Add this package to your MoonBit project:

moon add myfreess/text

API Reference

Case Conversion Functions

to_camel_case(String) -> String

Converts a string to camelCase format where the first word is lowercase and subsequent words have their first letter capitalized.

test "camelCase conversion" {
  inspect(@text.to_camel_case("hello world"), content="helloWorld")
  inspect(@text.to_camel_case("deno_is_awesome"), content="denoIsAwesome")
  inspect(@text.to_camel_case("HTMLElement"), content="htmlElement")
}

to_pascal_case(String) -> String

Converts a string to PascalCase format where every word starts with a capital letter.

test "PascalCase conversion" {
  inspect(@text.to_pascal_case("hello world"), content="HelloWorld")
  inspect(@text.to_pascal_case("my_variable_name"), content="MyVariableName")
}

to_snake_case(String) -> String

Converts a string to snake_case format where words are separated by underscores and all lowercase.

test "snake_case conversion" {
  inspect(@text.to_snake_case("Hello World"), content="hello_world")
  inspect(@text.to_snake_case("XMLHttpRequest"), content="xml_http_request")
}

to_kebab_case(String) -> String

Converts a string to kebab-case format where words are separated by hyphens and all lowercase.

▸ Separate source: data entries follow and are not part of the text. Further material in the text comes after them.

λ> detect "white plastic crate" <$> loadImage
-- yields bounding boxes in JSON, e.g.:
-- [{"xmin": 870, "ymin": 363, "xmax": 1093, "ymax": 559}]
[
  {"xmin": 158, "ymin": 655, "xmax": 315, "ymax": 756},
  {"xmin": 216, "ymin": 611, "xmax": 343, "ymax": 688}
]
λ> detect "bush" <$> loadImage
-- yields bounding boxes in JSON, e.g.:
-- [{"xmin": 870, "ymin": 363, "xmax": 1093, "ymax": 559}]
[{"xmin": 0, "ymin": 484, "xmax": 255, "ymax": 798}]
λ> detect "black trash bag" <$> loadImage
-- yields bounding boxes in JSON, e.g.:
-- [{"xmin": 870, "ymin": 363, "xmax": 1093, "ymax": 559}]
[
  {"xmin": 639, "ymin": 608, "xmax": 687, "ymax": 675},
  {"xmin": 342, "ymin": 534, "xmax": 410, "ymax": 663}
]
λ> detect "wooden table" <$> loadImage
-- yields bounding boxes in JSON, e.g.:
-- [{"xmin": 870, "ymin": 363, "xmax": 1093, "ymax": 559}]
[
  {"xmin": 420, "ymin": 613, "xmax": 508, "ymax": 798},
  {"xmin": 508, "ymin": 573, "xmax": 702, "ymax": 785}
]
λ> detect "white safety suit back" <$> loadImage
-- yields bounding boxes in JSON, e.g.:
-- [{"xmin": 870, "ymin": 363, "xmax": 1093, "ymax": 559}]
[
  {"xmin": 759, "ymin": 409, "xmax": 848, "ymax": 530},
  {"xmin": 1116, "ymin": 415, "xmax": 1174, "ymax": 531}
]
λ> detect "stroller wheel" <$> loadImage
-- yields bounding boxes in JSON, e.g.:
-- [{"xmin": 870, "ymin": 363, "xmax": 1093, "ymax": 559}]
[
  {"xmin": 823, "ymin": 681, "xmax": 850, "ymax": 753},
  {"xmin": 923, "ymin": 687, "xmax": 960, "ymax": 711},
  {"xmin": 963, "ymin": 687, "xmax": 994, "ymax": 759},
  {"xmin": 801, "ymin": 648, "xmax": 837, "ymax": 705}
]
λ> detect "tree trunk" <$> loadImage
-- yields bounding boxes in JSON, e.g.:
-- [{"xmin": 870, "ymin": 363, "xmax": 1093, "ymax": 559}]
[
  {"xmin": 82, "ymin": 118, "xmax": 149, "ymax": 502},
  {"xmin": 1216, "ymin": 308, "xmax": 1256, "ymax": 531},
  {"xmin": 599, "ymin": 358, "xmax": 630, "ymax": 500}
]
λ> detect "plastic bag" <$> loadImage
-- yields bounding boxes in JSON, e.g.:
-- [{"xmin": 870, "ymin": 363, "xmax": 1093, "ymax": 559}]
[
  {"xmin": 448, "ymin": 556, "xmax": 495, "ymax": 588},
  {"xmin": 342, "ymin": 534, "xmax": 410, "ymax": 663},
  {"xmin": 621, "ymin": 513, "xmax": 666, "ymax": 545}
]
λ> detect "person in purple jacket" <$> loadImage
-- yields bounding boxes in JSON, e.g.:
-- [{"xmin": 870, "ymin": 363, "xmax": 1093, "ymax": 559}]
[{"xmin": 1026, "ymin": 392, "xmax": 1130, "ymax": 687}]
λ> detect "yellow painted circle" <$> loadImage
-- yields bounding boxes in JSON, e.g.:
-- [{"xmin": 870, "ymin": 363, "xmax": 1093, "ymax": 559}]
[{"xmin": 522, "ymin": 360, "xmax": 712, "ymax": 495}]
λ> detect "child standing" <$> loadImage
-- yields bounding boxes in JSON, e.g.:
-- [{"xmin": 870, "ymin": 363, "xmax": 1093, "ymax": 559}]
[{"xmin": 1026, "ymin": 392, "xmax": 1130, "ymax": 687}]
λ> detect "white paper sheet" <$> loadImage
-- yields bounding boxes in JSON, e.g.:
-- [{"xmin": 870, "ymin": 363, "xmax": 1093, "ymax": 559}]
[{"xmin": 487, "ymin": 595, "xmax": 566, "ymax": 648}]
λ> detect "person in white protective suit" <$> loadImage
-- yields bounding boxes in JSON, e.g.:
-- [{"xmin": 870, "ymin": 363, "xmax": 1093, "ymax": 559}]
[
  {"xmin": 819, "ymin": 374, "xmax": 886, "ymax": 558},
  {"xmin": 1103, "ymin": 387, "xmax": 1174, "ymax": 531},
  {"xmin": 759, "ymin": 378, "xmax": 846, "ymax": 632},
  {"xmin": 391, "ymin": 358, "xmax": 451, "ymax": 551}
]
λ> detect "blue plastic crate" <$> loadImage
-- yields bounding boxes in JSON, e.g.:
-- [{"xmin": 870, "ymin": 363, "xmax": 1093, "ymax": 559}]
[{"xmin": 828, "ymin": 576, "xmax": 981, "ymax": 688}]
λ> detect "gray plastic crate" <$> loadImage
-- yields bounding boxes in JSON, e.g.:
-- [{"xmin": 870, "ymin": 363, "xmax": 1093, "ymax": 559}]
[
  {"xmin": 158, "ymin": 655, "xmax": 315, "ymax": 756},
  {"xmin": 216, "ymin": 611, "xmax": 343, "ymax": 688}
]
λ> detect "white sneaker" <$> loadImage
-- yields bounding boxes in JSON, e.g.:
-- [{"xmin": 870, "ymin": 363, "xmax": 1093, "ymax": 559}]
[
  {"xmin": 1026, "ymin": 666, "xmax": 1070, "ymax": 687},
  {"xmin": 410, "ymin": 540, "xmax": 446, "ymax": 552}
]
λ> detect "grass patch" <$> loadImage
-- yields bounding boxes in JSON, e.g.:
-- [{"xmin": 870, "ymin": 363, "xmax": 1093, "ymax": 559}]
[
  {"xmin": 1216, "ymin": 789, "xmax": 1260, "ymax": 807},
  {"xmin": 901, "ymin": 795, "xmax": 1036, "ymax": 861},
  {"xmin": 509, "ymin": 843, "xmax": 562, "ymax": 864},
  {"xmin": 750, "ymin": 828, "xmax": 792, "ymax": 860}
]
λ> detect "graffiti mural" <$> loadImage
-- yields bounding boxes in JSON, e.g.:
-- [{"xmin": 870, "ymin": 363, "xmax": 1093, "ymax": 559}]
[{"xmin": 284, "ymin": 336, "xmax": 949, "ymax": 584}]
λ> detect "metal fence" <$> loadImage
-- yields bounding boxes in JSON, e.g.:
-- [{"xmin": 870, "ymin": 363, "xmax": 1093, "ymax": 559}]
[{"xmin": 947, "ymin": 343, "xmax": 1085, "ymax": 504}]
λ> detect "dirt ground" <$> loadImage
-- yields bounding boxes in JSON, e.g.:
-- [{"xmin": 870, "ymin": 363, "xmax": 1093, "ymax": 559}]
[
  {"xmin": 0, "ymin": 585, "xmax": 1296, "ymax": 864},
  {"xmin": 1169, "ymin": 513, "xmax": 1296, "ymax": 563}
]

test "kebab-case conversion" {
  inspect(@text.to_kebab_case("Hello World"), content="hello-world")
  inspect(@text.to_kebab_case("backgroundColor"), content="background-color")
}

String Similarity and Distance

levenshtein_distance(String, String) -> Int

Calculates the Levenshtein distance (edit distance) between two strings. This represents the minimum number of single-character edits (insertions, deletions, or substitutions) required to change one string into another.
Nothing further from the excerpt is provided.